В 1978 году состоялась первая в Советском Союзе конференция посвященная вопросам этнокультурной традиции - в Ереване, де-факто - одном из основных центров развития культурологии в СССР, де-юре - периферии советского научного мира, где иногда допускалась несколько большая свобода, чем в центре. Именно здесь впервые прозвучала мысль о необходимости создания общей теории культурной традиции и были очерчены ее предметные границы. Главная идея, которая была высказана на этой конференции такова: “Культурная традиция в наши дни продолжает оставаться универсальным стабилизирующим и селективным механизмом, действующих во всех сферах социального организма. (...) Различия в проявлениях культурной традиции в прошлые и современные эпохи должны быть соответственным образом дифференцированы и типологизированы. Но это должно производиться в пределах единого круга явлений, интегрируемого общим понятием “культурная традиция”. [4] [4] Главным образом имелось ввиду, что в наше время интервалы действия стереотипизированных форм опыта стали несравненно короче и система их значительно усложнились. Традиция была определена в целом, как “механизм самосохранения, воспроизводства и регенерации этнической культуры как системы. Традиции включают в себя процесс и результаты стереотипизации как сгусток социально-исторического опыта людей.”[5] [5] Таким образом традиция понимается как один из механизмов изменения общества. “Развитие культуры, в частности, развитие этнической культуры, выражается в процессах инноваций и их стереотипизации. Под инновацией понимается введение новых технологий или моделей деятельности, а под стеоретипизацией - принятие этих моделей определенным множеством людей в пределах соответствующих групп.”[6] [6]

Итак, почти без споров, как само собой разумеющееся, ““традиционность” примитивных обществ перестала рассматриваться как нечто монолитное, обнаружилась множественность традиций уже на архаических стадиях развития; между локальными, национальными традициями и общечеловеческими формами жизни выявилось множество связей. [...] Заметно стерлась грань между традицией и обществом.”[7] [7]
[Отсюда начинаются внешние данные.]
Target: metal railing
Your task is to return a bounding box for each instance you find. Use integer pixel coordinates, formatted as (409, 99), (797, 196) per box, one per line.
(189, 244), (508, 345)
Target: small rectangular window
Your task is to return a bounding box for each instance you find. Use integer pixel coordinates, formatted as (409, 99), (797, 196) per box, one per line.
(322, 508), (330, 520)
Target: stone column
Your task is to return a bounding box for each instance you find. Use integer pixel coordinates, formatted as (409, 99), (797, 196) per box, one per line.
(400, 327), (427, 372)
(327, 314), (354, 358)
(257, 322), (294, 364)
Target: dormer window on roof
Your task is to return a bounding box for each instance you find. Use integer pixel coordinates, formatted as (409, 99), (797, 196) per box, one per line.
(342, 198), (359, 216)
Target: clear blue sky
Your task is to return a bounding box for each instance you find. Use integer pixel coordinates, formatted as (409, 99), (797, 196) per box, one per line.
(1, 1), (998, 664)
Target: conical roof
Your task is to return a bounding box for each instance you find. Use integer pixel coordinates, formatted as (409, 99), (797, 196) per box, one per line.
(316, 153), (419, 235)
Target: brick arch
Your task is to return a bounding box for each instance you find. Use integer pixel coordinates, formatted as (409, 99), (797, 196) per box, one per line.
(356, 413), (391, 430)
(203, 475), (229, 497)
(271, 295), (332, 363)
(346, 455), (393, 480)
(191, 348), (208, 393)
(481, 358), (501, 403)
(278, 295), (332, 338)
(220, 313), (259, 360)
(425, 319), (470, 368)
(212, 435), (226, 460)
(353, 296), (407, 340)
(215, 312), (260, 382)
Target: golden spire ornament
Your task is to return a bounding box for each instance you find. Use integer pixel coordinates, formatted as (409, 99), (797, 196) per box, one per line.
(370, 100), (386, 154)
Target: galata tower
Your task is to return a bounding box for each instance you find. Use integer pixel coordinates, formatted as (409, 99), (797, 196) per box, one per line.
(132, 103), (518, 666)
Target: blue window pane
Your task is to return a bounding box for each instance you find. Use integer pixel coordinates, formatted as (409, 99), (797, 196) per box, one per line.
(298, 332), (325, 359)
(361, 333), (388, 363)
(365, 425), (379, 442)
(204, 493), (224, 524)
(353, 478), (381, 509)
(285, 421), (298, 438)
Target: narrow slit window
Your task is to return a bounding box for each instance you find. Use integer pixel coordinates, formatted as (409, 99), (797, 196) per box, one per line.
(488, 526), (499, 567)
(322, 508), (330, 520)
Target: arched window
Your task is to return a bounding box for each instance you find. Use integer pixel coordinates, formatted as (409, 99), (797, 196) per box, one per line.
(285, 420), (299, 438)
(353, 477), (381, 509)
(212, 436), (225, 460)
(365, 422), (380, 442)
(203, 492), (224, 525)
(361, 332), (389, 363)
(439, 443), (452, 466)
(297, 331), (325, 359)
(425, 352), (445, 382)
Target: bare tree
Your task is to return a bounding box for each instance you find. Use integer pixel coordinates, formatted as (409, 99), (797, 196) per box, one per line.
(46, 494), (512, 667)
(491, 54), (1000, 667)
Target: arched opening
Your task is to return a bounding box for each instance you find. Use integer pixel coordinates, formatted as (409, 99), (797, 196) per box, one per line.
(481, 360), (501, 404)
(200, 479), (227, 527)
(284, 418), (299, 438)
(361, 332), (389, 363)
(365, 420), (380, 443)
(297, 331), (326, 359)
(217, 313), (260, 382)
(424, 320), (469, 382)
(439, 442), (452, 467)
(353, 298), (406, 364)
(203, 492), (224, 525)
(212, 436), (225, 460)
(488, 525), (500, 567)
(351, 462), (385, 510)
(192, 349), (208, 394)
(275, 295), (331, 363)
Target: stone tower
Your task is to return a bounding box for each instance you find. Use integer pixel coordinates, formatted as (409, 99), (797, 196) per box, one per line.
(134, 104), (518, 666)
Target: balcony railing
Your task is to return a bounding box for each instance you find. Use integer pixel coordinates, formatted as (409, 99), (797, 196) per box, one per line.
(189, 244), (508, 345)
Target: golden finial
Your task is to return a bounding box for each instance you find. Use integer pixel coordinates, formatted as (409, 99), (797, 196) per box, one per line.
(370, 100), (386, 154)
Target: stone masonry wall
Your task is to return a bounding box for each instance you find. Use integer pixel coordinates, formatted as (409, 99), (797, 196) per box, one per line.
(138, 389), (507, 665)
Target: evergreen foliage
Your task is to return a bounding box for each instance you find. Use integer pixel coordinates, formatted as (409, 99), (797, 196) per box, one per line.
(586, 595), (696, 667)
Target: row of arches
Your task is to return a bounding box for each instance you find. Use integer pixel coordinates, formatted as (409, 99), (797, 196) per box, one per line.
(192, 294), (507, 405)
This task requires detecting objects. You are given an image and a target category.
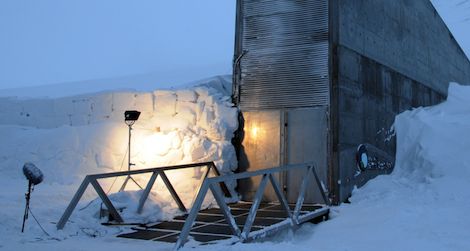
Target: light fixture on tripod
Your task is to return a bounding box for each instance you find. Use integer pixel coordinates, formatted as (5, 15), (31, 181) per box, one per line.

Делался вывод о том, что “важно не противопоставлять инновацию традиции в целом, а рассматривать ее как одну из сторон механизма функционирования традиции, диалектически противостоящую стабилизирующей его стороне. (...) Это единственный способ, который помогает понять развитие традиции не только как результат внешнего воздействия, но и как следствия ее самодвижения.”[8] [8] Итак, традиция, это нечто, находящееся в постоянном движении, изменения; и источник этого движения в ней самой: “динамика культурной традиции - это постоянный процесс преодоления одних видов социально организованных стереотипов и образования новых. Рассмотренный с системно-кибернетической точки зрения, он выступает в качестве стержня процесса социальной самоорганизации.”[9] [9] Здесь важно подчеркнуть, что акцент делается на концепцию социальной самоорганизации и традиция понимается как ее основа. В 1991 г. Маркарян писал: “изучения традиции должно происходить прежде всего в соответствии с фундаментальными принципами самоорганизации.”[10] [10] Причем традиция для Маркаряна, это опыт общественной жизни. Полемизируя с Э.Шилзом, он пишет: “Как мы помним, Шилз, характеризуя содержание традиции (ее “подвижной части”), использует понятия образа действия, верований и т.п. Но эти понятия, даже в их наиболее широкой интерпретации не могут иметь плодотворную интегративно-когнитивную функцию. Для этого нужны совершенно иные концепции. Есть все основания говорить, что адекватной концепцией для этих целей была бы концепция “социального жизненного опыта””.[11] [11]

Та трактовка традиции, которая возникла к началу 70-х годов в России ближе всего стоит к пониманию традиции Ш. Айзенштадтом, для которого “традиционное общество, подобно всем другим обществам, не является неподвижным или неизменным. Напротив, оно является постоянно меняющимся”.[12] [12] И изменения эти могут быть как малыми, так и глобальными, связанными с трансформацией всего социального каркаса общества. В традиции присутствуют в двуединстве креативная и консервативная составляющие: “Все тенденции протеста и гетеродоксии тесным образом связаны с соотношением между двумя аспектами традиции - коструктивным и креативным, с одной стороны, и консервативным - с другой. Другими словами, соотношение существует между тенденцией к расширению поля действия традиции, которое ведет к конструированию традиции, и охранительной и ограничивающей, которая ведет к институциализации традиции. Возможность такого расширения присутствует и на структурном, и на символическом уровне социальной жизни. На структурном уровне она проявляется в стремлении изменить границы групп, организаций и в возможности развития новых ресурсов и новых уровней структурной дифференциации. На символическом уровне она проявляется одновременно и в расширении поля рациональности, и в развитии новых направлений человеческого существования или новых аспектов существующих измерений”.[13] [13] Консервативная составляющая связана с институциализацией традиции.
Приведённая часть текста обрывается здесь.